Monday, December 27, 2021

Chocolate Cobweb

 This book followed closely on the heels of the successful Unsuspected. It, too, was serialized in the Saturday Evening Post and was released in 1948. But unlike the former, it took more the 50 years before it became a movie. Famed French director Claude Chabrol optioned it in 2000 and the move, Merci pour la Chocolate, was released in 2003, and distributed world-wide with English sub-titles. Many years earlier, Chabrol made a movie, La Rupture, from Armstrong’s novel, The Balloon Man. We guess he may have thought that another Armstrong based movie might be a good idea. Well, it certainly was for us and we believe it has generated more revenue that any other property. The movie prompted more book sales.

Here is the Mysterious Press plot summary: For a few hours after her birth, Amanda Garth had two fathers. One was John, the kind, forthright man who would raise her. The other was Tobias Garrison, a well-known California artist who, because of a mix-up in the hospital’s nursery, briefly thought Amanda was his. The confusion was straightened out, and the misunderstanding is forgotten for twenty-three years, when questions about her birth cause Amanda to approach the Garrisons. This could prove a deadly mistake.
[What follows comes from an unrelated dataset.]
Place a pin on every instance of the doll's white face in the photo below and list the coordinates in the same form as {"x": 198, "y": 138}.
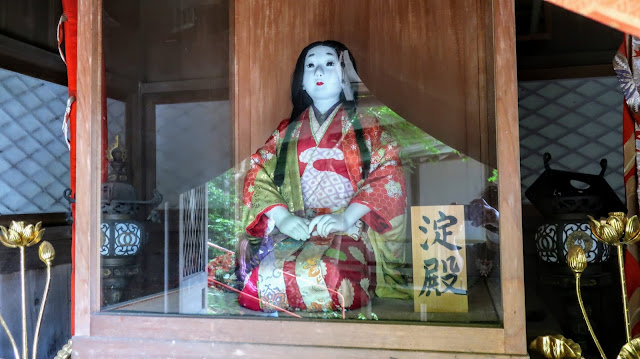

Someone in that poisonous family is plotting a murder, and the last thing they want is another heir to the massive Garrison fortune. The quest for truth could mean death for the girl whose birth was shrouded in secrecy.

The Chabrol movie changed the Tobias character from an artist to a musician, perhaps feeling that sound was a better movie sensation than looking at paintings. But the movie had the same level of suspense along with a little romance. The movie starred Isabelle Huppert, a fine and popular actress.

We once asked friend who was a native French person, why that book was some popular with the French. She read it in French and concluded it was the romance and intrigue that made it so compelling to them.